Are Some Popular Photo Sharing Sites Taking a Byte Out of Your Image Quality?
Generally when saving in JPEG, the user can control how much the algorithm “shaves” off, varying from high detail and larger file size, to low detail and smaller file size. When a file size is heavily constrained, artifacts may result, which are visible defects in the image, due to the aggressive compression by the algorithm to reach the target file size.

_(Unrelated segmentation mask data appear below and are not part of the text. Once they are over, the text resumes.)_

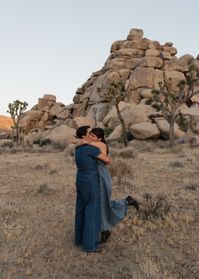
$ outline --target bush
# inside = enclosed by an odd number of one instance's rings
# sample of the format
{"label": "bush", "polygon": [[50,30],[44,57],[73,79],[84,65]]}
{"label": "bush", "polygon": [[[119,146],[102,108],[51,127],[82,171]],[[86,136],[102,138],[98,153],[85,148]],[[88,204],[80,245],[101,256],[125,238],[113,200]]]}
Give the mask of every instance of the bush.
{"label": "bush", "polygon": [[197,183],[189,183],[185,186],[185,189],[186,190],[189,190],[189,191],[197,191],[199,189],[199,186]]}
{"label": "bush", "polygon": [[43,139],[40,141],[40,146],[45,146],[51,144],[51,140],[50,139]]}
{"label": "bush", "polygon": [[180,129],[184,132],[187,132],[190,127],[190,118],[184,116],[182,113],[179,113],[176,119],[176,122]]}
{"label": "bush", "polygon": [[184,165],[180,161],[174,161],[174,162],[169,163],[169,167],[172,167],[172,168],[184,168]]}
{"label": "bush", "polygon": [[151,220],[153,218],[163,218],[171,211],[171,205],[164,195],[157,195],[153,197],[151,194],[144,194],[140,216],[144,220]]}
{"label": "bush", "polygon": [[126,147],[123,148],[118,155],[123,159],[133,159],[137,157],[137,154],[137,150],[133,149],[132,147]]}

Some photo hosting sites online will re-compress your image after you upload it. Sometimes changes may be unnoticeable, but minute details in images can be compromised when JPEGs are re-compressed. Personally, I first noticed when uploading photos onto Flickr. I usually check over my submissions once they finish uploading, and noticed one of my images contained JPEG artifacts. Unaware of Flickr’s JPEG re-compression, I was baffled. I went back and checked the original edits, and none of them had any of the same defects as the one on my page on Flickr. I then checked the file sizes of each image, comparing the online image to my original edit, stored on my computer. The image on Flickr was the same resolution, but its file size was significantly smaller.
It appears pBase does not alter photos at all. SmugMug only compresses files if they are over 24 megabytes in size.
Raw file size is an easy way to test if your image was altered after upload. If file size is different between an uploaded image and its result on a site, that usually means it was re-compressed. To check, find the size of the image with image properties, or image info, depending on your web browser.
Some sites may explicitly state that they do not alter images after uploading, but when that information is not available, a file size test should be done.